Abolitionist Networks: Modeling Language Change in Nineteenth-Century
Activist Newspapers
- URL: http://arxiv.org/abs/2103.07538v1
- Date: Fri, 12 Mar 2021 21:26:30 GMT
- Title: Abolitionist Networks: Modeling Language Change in Nineteenth-Century
Activist Newspapers
- Authors: Sandeep Soni and Lauren Klein and Jacob Eisenstein
- Abstract summary: Two newspapers edited by women -- THE PROVINCIAL FREEMAN and THE LILY -- led a large number of semantic changes in our corpus.
This paper supplements recent qualitative work on the role of women in abolition's vanguard.
- Score: 14.98054985758998
- License: http://creativecommons.org/licenses/by/4.0/
- Abstract: The abolitionist movement of the nineteenth-century United States remains
among the most significant social and political movements in US history.

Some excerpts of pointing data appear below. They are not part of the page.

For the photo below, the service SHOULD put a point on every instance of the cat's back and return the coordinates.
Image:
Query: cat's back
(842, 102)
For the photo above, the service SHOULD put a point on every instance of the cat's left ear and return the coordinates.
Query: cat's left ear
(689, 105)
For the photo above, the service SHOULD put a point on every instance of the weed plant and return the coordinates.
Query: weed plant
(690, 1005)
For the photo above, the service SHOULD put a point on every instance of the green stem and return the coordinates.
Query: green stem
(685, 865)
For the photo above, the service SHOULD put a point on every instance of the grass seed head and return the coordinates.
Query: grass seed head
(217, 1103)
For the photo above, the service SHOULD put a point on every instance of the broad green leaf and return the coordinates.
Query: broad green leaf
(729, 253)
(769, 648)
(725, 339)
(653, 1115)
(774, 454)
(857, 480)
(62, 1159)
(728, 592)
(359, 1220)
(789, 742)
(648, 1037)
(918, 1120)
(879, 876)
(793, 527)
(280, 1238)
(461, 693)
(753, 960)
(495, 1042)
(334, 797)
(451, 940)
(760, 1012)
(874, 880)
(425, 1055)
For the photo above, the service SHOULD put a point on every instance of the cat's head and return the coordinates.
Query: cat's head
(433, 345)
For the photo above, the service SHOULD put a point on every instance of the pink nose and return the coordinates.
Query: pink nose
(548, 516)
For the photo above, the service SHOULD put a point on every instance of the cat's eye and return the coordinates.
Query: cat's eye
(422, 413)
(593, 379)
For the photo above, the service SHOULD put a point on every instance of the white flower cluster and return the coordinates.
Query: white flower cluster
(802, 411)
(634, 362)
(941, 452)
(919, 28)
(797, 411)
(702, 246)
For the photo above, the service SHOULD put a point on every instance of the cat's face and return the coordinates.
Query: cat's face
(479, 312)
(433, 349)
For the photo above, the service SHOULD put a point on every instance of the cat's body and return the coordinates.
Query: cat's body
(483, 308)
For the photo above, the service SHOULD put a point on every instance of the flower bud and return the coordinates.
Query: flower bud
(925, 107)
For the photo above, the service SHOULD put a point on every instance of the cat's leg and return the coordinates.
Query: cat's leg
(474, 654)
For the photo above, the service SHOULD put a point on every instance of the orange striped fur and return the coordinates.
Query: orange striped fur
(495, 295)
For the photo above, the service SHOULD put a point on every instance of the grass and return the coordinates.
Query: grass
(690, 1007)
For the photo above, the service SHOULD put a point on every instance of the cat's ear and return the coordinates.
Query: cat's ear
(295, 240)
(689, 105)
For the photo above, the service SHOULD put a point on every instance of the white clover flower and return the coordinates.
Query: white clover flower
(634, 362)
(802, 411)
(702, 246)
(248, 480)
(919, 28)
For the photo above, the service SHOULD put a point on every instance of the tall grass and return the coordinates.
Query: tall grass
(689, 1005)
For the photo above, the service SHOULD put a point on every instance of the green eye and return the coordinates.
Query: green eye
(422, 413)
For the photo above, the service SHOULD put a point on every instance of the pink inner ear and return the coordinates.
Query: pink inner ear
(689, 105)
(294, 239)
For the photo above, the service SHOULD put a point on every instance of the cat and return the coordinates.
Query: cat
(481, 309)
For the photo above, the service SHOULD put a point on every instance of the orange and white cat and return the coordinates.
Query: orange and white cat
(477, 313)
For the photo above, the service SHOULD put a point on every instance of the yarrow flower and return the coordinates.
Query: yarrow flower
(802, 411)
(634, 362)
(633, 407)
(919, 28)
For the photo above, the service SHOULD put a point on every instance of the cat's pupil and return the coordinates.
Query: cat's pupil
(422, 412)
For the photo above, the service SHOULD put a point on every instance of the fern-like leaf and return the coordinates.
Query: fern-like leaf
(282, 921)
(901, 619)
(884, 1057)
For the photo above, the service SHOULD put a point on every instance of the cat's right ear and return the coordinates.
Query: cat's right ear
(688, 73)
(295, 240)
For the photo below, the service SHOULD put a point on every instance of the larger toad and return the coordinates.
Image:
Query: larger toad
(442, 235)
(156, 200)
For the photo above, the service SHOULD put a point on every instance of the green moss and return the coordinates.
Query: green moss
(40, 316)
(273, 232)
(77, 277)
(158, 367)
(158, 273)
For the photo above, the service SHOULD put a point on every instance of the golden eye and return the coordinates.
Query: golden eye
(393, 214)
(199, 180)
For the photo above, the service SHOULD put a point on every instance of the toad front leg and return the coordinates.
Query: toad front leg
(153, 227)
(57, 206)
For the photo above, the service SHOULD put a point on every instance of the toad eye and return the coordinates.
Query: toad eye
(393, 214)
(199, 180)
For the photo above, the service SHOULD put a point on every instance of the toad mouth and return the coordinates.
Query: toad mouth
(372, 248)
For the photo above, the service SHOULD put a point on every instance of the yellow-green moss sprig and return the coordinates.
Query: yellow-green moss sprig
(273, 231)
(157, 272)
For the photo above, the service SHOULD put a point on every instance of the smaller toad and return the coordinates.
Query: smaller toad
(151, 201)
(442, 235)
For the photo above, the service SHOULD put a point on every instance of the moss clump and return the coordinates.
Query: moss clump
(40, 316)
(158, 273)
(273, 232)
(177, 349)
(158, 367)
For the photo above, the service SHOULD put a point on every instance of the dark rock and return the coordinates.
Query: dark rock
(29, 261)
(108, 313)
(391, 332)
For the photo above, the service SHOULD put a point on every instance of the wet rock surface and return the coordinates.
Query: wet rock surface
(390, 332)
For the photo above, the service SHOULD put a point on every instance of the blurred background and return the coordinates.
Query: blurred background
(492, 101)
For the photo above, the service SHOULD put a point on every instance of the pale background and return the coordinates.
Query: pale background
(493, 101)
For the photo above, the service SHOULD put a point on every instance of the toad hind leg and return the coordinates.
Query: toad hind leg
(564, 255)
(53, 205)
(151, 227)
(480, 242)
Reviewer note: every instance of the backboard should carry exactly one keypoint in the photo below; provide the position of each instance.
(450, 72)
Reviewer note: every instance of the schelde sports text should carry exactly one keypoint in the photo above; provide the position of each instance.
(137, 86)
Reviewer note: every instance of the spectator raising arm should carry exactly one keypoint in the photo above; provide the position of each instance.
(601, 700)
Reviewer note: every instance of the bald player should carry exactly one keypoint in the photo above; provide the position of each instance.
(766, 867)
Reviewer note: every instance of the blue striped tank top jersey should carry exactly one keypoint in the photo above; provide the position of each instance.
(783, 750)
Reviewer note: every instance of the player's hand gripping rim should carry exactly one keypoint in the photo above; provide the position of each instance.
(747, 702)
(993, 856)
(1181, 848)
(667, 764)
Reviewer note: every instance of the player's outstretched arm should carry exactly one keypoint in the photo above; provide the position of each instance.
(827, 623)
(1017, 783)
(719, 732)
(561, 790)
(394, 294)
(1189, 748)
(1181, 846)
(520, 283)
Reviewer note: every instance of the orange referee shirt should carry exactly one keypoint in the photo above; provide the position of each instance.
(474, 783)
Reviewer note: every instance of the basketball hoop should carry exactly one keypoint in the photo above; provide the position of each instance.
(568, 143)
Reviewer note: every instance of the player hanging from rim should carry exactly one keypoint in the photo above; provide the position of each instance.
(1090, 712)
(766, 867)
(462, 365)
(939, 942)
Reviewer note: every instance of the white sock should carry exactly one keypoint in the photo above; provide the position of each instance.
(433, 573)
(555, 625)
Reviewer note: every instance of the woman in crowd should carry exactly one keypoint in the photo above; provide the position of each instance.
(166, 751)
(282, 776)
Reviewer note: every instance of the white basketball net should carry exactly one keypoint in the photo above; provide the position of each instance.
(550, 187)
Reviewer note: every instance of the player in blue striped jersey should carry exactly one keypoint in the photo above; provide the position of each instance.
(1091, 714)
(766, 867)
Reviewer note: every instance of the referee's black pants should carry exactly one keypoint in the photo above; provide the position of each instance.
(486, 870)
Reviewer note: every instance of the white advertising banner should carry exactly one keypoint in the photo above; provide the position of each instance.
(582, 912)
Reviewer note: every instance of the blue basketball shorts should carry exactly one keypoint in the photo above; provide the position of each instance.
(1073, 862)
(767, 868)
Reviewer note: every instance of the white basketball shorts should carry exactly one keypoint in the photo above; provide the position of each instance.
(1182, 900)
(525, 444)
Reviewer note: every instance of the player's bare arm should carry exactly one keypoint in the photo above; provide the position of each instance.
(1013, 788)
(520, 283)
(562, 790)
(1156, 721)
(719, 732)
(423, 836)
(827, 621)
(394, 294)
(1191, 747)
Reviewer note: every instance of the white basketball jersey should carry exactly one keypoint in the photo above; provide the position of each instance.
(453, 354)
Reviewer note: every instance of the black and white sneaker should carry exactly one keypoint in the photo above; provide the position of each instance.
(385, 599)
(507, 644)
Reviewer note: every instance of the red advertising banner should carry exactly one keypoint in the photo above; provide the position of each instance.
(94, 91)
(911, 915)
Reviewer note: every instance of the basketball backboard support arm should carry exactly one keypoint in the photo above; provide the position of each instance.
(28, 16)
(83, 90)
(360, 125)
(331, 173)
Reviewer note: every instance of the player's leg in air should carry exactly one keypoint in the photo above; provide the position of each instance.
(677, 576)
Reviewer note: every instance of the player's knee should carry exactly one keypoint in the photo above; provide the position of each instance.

Abolitionist newspapers played a crucial role in spreading information and
shaping public opinion around a range of issues relating to the abolition of
slavery. These newspapers also serve as a primary source of information about
the movement for scholars today, resulting in powerful new accounts of the
movement and its leaders. This paper supplements recent qualitative work on the
role of women in abolition's vanguard, as well as the role of the Black press,
with a quantitative text modeling approach. Using diachronic word embeddings,
we identify which newspapers tended to lead lexical semantic innovations -- the
introduction of new usages of specific words -- and which newspapers tended to
follow. We then aggregate the evidence across hundreds of changes into a
weighted network with the newspapers as nodes; directed edge weights represent
the frequency with which each newspaper led the other in the adoption of a
lexical semantic change. Analysis of this network reveals pathways of lexical
semantic influence, distinguishing leaders from followers, as well as others
who stood apart from the semantic changes that swept through this period. More
specifically, we find that two newspapers edited by women -- THE PROVINCIAL
FREEMAN and THE LILY -- led a large number of semantic changes in our corpus,
lending additional credence to the argument that a multiracial coalition of
women led the abolitionist movement in terms of both thought and action. It
also contributes additional complexity to the scholarship that has sought to
tease apart the relation of the abolitionist movement to the women's suffrage
movement, and the vexed racial politics that characterized their relation.